The Rough Guide to the Da Vinci Code: History, Legends, Locations

Reviewed: October 31, 2005
By: Michael Haag and Veronica Haag
Publisher: Rough Guides (Penguin)
256 pages, $12.99

Dan Brown’s runaway best seller has spawned a veritable industry of commentaries. Browsing in book stores while travelling last summer, it seemed that Da Vinci references are everywhere. The religion sections were particularly crowded with volumes reacting to the claims made in the Code, claims that Jesus married Mary Magdalene and had children, that the family line resides in France, and that Mary, not Peter, was supposed to have been the head of the Church.

No one would be worried about this at all if Brown hadn’t been so vocal about the amount of research he’d put into his little thriller, and how it was all based on facts. Actually, it’s mostly based on the work of Michael Baigent, Richard Leigh and Henry Lincoln, whose work Holy Blood, Holy Grail provides nearly all the speculation that can be found in Brown’s book.  They think so, too, which is why they are suing him, even though his book has resulted in increased sales of their books on the subject.
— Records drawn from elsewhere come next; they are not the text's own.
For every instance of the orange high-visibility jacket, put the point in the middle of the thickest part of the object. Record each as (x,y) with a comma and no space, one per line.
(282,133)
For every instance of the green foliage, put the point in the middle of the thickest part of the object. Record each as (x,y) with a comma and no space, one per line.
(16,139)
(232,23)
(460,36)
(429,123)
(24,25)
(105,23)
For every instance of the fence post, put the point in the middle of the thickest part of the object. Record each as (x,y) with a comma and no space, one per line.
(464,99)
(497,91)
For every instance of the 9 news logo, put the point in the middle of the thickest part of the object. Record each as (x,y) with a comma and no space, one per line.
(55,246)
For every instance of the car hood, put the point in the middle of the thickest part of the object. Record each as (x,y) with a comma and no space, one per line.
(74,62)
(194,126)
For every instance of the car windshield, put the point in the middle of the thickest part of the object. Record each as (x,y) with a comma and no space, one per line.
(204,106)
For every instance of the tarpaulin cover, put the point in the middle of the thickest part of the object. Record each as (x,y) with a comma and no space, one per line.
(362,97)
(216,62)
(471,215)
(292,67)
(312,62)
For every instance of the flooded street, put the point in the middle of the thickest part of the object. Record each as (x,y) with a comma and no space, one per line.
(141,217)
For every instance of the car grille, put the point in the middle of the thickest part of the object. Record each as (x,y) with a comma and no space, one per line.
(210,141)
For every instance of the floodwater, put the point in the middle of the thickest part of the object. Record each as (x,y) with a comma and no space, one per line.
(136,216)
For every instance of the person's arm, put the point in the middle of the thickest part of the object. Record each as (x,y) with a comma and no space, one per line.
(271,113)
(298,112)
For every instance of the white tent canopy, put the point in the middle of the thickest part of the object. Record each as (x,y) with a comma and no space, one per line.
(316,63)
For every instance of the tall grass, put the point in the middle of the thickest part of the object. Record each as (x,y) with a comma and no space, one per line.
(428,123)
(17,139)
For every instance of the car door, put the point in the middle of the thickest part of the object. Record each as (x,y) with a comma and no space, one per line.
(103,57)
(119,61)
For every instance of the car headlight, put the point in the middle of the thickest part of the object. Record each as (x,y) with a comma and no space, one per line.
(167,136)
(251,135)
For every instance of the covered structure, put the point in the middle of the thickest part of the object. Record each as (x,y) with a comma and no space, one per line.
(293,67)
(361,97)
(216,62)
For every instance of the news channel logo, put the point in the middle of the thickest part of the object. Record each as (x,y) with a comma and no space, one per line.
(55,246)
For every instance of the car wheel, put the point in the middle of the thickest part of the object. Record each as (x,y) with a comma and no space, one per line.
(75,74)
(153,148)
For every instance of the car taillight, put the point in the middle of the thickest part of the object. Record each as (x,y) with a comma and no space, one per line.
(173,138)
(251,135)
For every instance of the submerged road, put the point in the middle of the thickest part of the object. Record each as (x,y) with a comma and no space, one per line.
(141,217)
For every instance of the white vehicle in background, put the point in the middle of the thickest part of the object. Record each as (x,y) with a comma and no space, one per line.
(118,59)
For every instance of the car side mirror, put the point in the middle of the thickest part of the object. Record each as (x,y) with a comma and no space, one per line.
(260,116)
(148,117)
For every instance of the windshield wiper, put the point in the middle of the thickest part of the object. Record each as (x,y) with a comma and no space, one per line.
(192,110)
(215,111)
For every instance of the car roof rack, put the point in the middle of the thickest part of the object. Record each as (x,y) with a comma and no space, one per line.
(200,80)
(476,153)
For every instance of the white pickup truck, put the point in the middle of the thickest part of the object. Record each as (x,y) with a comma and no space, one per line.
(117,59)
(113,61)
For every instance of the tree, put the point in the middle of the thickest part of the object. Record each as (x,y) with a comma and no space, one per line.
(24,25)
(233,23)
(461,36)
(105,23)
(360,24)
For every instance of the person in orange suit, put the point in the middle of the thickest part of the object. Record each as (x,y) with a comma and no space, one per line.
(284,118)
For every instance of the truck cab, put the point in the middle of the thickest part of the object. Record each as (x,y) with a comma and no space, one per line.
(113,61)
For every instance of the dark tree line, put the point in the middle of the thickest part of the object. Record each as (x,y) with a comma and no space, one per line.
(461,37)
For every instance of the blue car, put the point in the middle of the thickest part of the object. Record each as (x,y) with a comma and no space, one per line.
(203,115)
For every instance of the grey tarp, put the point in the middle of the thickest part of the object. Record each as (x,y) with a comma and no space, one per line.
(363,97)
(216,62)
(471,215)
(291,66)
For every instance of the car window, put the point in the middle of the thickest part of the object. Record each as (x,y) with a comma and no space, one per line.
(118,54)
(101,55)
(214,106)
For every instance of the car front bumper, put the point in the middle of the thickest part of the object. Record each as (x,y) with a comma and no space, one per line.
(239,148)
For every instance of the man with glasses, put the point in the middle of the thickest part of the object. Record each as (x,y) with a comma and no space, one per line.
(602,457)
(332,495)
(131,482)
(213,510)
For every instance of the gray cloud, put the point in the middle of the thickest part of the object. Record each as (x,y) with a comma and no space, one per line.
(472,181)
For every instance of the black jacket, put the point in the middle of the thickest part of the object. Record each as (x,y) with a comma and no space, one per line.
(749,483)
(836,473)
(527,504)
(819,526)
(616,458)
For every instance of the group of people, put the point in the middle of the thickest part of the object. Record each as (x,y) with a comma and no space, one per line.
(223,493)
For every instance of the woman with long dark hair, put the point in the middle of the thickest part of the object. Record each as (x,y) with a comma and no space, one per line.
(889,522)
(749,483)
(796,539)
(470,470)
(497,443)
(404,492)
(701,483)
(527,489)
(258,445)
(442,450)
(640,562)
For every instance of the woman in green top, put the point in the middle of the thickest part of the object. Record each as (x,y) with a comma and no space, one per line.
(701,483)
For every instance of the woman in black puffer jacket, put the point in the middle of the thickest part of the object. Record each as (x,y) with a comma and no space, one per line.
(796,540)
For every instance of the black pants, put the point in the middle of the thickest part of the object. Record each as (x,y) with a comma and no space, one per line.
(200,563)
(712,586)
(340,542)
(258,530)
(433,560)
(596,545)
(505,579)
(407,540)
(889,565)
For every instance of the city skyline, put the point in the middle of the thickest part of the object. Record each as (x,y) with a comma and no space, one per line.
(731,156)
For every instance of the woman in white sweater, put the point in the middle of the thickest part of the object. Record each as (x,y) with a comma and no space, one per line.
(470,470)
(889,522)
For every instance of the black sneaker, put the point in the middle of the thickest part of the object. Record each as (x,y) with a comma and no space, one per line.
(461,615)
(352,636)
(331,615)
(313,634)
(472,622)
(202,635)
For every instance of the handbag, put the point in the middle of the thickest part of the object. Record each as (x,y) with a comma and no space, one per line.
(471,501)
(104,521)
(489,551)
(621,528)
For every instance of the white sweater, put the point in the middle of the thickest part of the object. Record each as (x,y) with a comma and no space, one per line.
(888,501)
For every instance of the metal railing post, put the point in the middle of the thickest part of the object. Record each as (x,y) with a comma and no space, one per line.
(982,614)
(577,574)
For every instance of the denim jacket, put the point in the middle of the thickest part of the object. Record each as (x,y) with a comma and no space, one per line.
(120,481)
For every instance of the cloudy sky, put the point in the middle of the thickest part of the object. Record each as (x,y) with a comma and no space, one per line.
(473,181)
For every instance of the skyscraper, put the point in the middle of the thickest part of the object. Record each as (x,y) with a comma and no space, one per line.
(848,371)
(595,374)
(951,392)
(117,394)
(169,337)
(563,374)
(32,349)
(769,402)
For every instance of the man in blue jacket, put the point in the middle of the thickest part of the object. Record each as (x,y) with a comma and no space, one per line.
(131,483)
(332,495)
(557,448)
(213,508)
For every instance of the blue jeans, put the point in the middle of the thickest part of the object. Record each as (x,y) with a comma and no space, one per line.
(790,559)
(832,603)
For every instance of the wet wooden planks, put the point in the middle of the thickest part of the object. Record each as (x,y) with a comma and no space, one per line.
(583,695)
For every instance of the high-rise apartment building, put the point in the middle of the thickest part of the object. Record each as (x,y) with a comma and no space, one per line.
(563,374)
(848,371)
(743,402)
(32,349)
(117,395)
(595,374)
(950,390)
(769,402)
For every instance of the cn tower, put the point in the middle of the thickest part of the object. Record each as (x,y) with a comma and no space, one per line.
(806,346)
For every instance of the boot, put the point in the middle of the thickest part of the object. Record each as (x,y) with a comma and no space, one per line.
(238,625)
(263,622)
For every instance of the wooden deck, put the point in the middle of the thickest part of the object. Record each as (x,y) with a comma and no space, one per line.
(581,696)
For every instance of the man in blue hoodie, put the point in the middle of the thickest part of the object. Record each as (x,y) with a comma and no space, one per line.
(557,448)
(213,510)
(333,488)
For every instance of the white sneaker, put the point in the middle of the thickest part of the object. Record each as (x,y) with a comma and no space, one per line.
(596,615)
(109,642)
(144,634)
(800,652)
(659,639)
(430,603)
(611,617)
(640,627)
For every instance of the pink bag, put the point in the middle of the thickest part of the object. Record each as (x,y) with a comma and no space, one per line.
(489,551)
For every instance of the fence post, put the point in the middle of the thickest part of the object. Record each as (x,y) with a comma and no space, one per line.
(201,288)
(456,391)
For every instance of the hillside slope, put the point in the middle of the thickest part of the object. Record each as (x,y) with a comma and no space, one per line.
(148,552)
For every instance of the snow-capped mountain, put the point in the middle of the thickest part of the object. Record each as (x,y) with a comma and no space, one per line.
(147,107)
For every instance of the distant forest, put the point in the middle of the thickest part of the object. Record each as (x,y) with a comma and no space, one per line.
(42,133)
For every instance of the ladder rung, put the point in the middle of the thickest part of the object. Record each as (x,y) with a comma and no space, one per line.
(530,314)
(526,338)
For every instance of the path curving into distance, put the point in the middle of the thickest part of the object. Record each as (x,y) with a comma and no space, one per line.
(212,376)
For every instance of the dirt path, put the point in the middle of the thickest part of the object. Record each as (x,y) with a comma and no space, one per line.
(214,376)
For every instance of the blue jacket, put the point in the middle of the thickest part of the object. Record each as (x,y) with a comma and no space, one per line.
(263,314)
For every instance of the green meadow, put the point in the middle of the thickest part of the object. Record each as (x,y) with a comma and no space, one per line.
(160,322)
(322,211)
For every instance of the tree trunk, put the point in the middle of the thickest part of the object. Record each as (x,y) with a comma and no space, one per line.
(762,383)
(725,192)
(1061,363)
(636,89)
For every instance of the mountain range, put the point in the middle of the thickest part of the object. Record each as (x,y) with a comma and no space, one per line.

What they didn’t dig up 20 years ago can be found in several works about the Knights Templar.

Now you might be suspicious of books by religious groups who want to debunk Brown. After all, it’s in their best interests to prove him wrong. The Rough Guide to the Da Vinci Code doesn’t come from those sources; the Haags simply take on his research and his facts without worrying much about his theology. They might even tend to agree with Brown’s comments about how women have been oppressed by the Church, but that’s not important because they knock the props out of his “facts” very quickly and show how derivative his work is.

“Derivative” by the way, is not a slur when applied to a work in the thriller genre. It only becomes important when the author claims he didn’t make it all up. After all nobody really worries about whether there were actually thirty-nine steps where John Buchan claimed there were. One example from the Rough Guide will serve to prove the point.

Central to Brown’s plot is the organization called the Priory of Sion, which he claims is nearly 1,000 years old and has been keeping this secret all that time. Problem is, the Priory was made up by a Frenchman named Planard in the 1950s, so the whole elaborate lineage of those who kept the secret is sheer bunk.

All that said, Brown’s book is fun to read for what it is.

The Rough Guide, on the other hand, is an engaging, secular look at his work which punctures the pretensions of the bestseller. That’s always fun.